Türkiye genelinde 15 binin üzerinde İstanbul'da ise bin 600 civarında bilirkişi bulunuyor. Peki, bilirkişiler hukuk sürecinin neresinde duruyor, ne yapıyor, neyi ne kadar biliyor? Tüm bu sorular birçoklarımız için muamma… Bilirkişi; hâkimlerin uzman bilgisine ihtiyaç duyduğu konularda başvurduğu kişi. Mesleğinde en üç yıl deneyimi olup, yüz kızartıcı suçlardan sabıkası bulunmayan, 25 yaşın üzerindeki herkes bilirkişi olabiliyor.

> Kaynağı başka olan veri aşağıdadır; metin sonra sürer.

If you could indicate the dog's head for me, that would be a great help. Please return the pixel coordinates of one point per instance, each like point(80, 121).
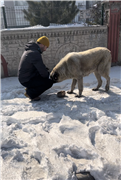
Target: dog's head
point(54, 76)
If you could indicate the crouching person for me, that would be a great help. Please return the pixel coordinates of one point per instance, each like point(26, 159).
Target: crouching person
point(32, 73)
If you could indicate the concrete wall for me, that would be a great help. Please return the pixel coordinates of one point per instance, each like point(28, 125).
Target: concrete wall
point(62, 41)
point(119, 49)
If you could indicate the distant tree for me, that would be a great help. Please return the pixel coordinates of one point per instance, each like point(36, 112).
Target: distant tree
point(45, 12)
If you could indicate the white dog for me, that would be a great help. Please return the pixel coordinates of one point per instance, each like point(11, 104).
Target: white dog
point(76, 65)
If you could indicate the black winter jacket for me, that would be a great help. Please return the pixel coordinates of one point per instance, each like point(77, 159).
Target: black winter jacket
point(31, 63)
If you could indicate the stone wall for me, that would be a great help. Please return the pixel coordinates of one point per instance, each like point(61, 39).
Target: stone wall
point(62, 41)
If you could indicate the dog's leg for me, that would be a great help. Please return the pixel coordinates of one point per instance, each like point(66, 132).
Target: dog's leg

Her yıl Adli Yargı Adalet Komisyonu'na bilirkişi müracaatları yapılıyor. İlçe Cumhuriyet Başsavcılıklarının bildirdikleri ihtiyaç konusunda listeler belirleniyor.
Bilirkişilik 1927'den bu yana uygulanmasına rağmen konuyla ilgili ilk yönetmelik 2005 yılında çıkarılmış. Sadece ceza davalarını kapsayan bu yönetmeliğin hukuk mahkemeleriyle ilgili kısmı 2011'de yapılan yeni bir düzenlemeyle hayata geçirilmiş. Önceki uygulamalarda bir bilirkişi aynı yıl içerisinde 1500'ün üzerinde davada inceleme yapıp rapor yazabiliyordu. Yeni düzenleme ile bir kişiye bir yılda 300'den fazla dosya verilemeyeceği karara bağlanmış.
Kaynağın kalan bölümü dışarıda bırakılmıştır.